The arbiter, still cowering in the corner, shouted, “Thank god! Cohen! It’s you! I had no idea you were nearby! You came just in the nick of time!” he sniveled; piss flowed down the inside of his left leg.

“I just happened to be walking by, when I heard some man in a cheap suit shouting for help! Imagine that! And you happened to be in this bar. What a coincidence!” Cohen said, moving his lips to form something that approached a smile.

“Terrifyingly disingenuous!” the arbiter thought. “Indeed, quite a coincidence!” the arbiter yelled ecstatically through his tears.

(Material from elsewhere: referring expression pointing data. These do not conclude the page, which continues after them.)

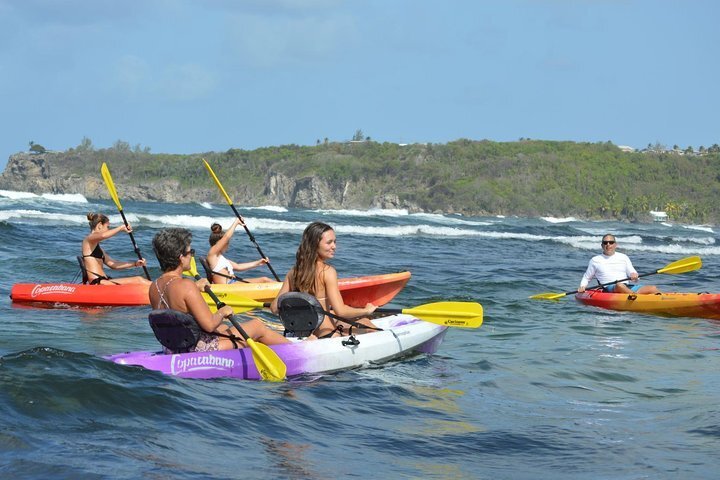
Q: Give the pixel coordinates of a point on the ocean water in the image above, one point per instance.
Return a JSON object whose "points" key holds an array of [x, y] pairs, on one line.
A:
{"points": [[541, 390]]}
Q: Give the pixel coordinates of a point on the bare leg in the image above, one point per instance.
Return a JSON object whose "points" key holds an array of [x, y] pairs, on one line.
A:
{"points": [[622, 288], [260, 332]]}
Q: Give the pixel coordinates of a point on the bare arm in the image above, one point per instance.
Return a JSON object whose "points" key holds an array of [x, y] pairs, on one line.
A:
{"points": [[241, 267], [334, 298], [118, 265], [198, 308], [284, 289], [223, 242]]}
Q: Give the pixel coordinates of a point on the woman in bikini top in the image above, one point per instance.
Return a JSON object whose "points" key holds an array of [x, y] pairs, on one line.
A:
{"points": [[94, 257], [172, 291], [219, 244], [311, 274]]}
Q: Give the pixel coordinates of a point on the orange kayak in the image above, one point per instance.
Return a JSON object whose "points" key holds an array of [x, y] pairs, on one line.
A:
{"points": [[702, 305], [358, 291]]}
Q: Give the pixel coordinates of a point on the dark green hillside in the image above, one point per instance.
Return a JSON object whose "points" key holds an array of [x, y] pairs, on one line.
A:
{"points": [[529, 177]]}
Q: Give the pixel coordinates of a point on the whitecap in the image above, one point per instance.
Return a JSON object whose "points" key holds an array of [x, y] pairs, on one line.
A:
{"points": [[269, 208], [702, 228], [373, 212], [17, 195], [65, 197], [559, 220]]}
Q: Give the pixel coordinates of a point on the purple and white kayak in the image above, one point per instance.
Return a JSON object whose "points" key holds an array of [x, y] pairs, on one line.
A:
{"points": [[402, 334]]}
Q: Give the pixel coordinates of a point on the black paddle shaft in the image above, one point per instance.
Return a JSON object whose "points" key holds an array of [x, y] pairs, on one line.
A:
{"points": [[219, 304], [137, 249], [252, 239]]}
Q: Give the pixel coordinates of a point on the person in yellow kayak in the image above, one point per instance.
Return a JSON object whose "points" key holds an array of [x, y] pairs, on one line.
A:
{"points": [[172, 247], [312, 274], [94, 257], [219, 244], [611, 266]]}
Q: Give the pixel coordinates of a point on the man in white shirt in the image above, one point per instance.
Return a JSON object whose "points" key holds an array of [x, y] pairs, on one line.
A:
{"points": [[612, 266]]}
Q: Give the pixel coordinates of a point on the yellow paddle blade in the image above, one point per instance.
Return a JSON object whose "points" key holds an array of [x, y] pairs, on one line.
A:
{"points": [[548, 296], [269, 365], [683, 265], [110, 184], [450, 314], [217, 182], [238, 304]]}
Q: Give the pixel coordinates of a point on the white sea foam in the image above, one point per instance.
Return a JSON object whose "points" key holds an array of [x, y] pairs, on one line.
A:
{"points": [[269, 208], [698, 240], [35, 215], [17, 195], [434, 217], [702, 228], [373, 212], [559, 220], [54, 197], [65, 197]]}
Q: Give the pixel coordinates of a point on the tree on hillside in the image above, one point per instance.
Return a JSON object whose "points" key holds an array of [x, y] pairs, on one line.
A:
{"points": [[85, 145], [36, 147]]}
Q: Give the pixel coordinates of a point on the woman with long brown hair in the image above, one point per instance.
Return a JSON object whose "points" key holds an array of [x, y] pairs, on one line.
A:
{"points": [[312, 274], [94, 257]]}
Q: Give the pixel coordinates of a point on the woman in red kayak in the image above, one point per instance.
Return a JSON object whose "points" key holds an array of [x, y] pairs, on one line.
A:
{"points": [[219, 244], [172, 247], [312, 274], [94, 257]]}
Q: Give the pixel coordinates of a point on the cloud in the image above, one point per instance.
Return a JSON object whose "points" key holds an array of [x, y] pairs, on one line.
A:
{"points": [[136, 78], [271, 41]]}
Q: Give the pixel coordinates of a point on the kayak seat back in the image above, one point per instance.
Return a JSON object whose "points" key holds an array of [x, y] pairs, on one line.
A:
{"points": [[83, 270], [301, 313], [206, 267], [176, 331]]}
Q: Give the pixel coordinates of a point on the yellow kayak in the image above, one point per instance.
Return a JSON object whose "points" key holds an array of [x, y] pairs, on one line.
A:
{"points": [[356, 292]]}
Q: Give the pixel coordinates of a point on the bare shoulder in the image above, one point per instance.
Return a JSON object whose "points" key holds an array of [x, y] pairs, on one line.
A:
{"points": [[329, 272]]}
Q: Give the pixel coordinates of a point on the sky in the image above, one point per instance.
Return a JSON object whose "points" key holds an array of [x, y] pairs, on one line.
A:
{"points": [[194, 76]]}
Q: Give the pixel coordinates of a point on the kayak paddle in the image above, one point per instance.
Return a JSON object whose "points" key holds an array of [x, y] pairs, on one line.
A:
{"points": [[113, 193], [269, 364], [250, 235], [683, 265], [449, 314]]}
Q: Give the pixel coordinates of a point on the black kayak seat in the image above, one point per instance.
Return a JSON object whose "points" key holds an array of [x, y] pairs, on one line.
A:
{"points": [[300, 313], [206, 267], [83, 270], [176, 331]]}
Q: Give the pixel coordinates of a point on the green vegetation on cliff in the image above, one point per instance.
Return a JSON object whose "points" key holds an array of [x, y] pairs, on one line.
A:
{"points": [[528, 177]]}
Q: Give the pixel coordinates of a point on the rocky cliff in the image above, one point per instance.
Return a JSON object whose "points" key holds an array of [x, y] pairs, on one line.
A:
{"points": [[60, 172]]}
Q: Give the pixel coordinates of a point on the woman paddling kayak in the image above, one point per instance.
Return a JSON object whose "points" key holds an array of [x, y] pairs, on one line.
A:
{"points": [[219, 244], [94, 257], [311, 274], [171, 291]]}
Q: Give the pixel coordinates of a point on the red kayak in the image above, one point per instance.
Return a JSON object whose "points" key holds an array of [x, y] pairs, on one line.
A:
{"points": [[701, 305], [357, 292]]}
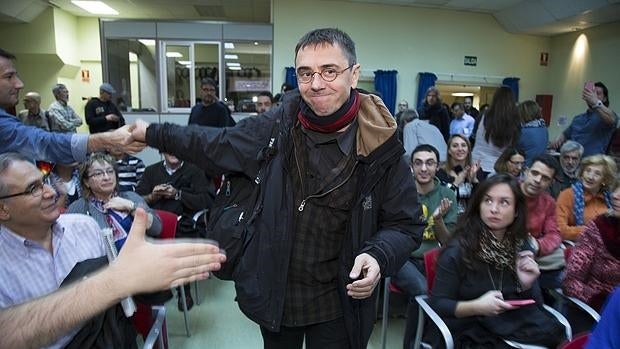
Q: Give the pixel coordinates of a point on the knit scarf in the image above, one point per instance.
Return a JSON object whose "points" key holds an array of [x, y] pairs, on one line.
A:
{"points": [[579, 201], [499, 254], [609, 227], [331, 123]]}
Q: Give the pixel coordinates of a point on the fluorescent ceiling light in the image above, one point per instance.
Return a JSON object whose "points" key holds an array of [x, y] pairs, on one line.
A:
{"points": [[147, 42], [95, 7]]}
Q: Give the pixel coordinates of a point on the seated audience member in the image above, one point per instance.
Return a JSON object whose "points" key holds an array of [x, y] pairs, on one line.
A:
{"points": [[593, 269], [586, 198], [570, 157], [484, 267], [462, 123], [61, 117], [512, 161], [129, 170], [263, 102], [40, 247], [440, 213], [594, 128], [181, 188], [68, 176], [534, 136], [459, 170], [433, 111], [33, 114], [606, 334], [542, 224], [101, 113], [416, 132], [109, 207]]}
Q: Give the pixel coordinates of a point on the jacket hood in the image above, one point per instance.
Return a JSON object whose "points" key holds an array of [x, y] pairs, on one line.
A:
{"points": [[375, 124]]}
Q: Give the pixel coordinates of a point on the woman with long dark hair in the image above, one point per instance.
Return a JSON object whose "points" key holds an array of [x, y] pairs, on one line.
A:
{"points": [[499, 128], [485, 268]]}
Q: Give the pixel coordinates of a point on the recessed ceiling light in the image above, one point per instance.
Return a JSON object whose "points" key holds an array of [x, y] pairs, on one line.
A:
{"points": [[147, 42], [95, 7]]}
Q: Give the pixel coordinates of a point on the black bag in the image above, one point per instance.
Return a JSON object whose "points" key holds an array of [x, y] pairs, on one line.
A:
{"points": [[234, 206]]}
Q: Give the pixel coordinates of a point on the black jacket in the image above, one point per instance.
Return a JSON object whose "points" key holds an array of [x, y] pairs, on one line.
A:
{"points": [[385, 219]]}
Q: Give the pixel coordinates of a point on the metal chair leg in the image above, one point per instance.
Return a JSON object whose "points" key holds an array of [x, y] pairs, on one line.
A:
{"points": [[185, 316]]}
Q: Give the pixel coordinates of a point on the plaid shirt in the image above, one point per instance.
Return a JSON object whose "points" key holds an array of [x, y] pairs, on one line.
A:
{"points": [[320, 163]]}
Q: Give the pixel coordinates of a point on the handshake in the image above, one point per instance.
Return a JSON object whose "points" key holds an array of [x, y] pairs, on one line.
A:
{"points": [[128, 139]]}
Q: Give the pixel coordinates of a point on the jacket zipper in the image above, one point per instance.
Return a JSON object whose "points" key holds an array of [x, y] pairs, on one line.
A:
{"points": [[303, 202]]}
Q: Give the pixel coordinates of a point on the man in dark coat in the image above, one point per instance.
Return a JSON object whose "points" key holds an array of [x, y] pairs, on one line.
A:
{"points": [[338, 209]]}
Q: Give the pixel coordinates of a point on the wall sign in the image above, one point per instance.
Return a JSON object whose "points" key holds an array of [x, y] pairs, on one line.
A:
{"points": [[471, 60]]}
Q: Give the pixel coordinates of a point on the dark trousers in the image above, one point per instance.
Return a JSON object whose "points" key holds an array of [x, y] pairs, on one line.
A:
{"points": [[325, 335]]}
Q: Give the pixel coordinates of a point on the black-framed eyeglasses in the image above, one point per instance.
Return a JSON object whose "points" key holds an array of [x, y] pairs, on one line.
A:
{"points": [[35, 189], [327, 74], [99, 173]]}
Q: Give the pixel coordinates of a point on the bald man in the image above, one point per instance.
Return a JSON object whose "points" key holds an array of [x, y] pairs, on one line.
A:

Suddenly, a voice came out from Cohen’s pistol, saying, “Target identity confirmed.”

“Hmm. Damned thing. Standard issue my foot, it’s just a piece of Lamentation[iv] trash. Breaking all the time.”

“Identity is… is… i-i-iss…” it sputtered.

“Help me up Cohen! I’m damned tired, damned tired! I was lucky enough to dodge all his shots. But I’ll be damned if he didn’t have me scared shitless. I can barely stand!”

“.is… Justiciar 40 of the Reems Fund for the C…” it stopped.

Cohen’s eyes suddenly lit up with a terrible, mad flame. He looked into the arbiter’s confused, swollen eyes.

“What did that thing say?” the arbiter stuttered, puzzledly. Then, Cohen ran at him and threw his body onto the arbiter’s. He pressed his hand down, measuredly, but quickly, onto the arbiter’s throat. The arbiter, utterly confused, began to gag, and with both hands, reflexively reached to pull Cohen’s hand off his throat. Cohen now leaned down even harder, putting almost his entire body’s weight into the press. The arbiter clutched and scratched desperately at Cohen’s fleshy vice. In so doing, he had left his face completely defenseless. Cohen rained down punches with his free hand onto the arbiter’s nose, his eyes, his cheek bones, his teeth, till the arbiter was nearly unconscious. The face became swollen, bloodied, broken. The arbiter’s hands went limp. Cohen took him by the collar and began swinging the bruised head down onto the ground as would a petulant child with a stuffed animal, down and down into the splintering wood again and again. The arbiter tried to scream, but Cohen’s hand pressed down again and choked out the words from his throat. Only a few, broken words escaped. The arbiter’s death throes. They were as follows:

“You… so that’s why… you came…. That’s why you want… to find him…. We could compromise you…. Both of you… Hah…. It all… makes… sense.”

…………………………………………………………………………………………………………………………………………………………………………………………………………………………………………….……………………………………………………………………………………….



[i] Last President of the old federal states of Usono, known as America. He massacred thousands of Asian and Russian citizens during the Second Civil War, during his fight against anarchism.

[ii] A famed boxer in the Rompopolis; he was a notorious dandy; apart from that, he was not noted for anything else of significance.

[iii] A gun-powder based wooden rifle, not unlike the ones used in ceremonial executions.

[iv] An electronic disease that was known to plague machines during the Confederacy.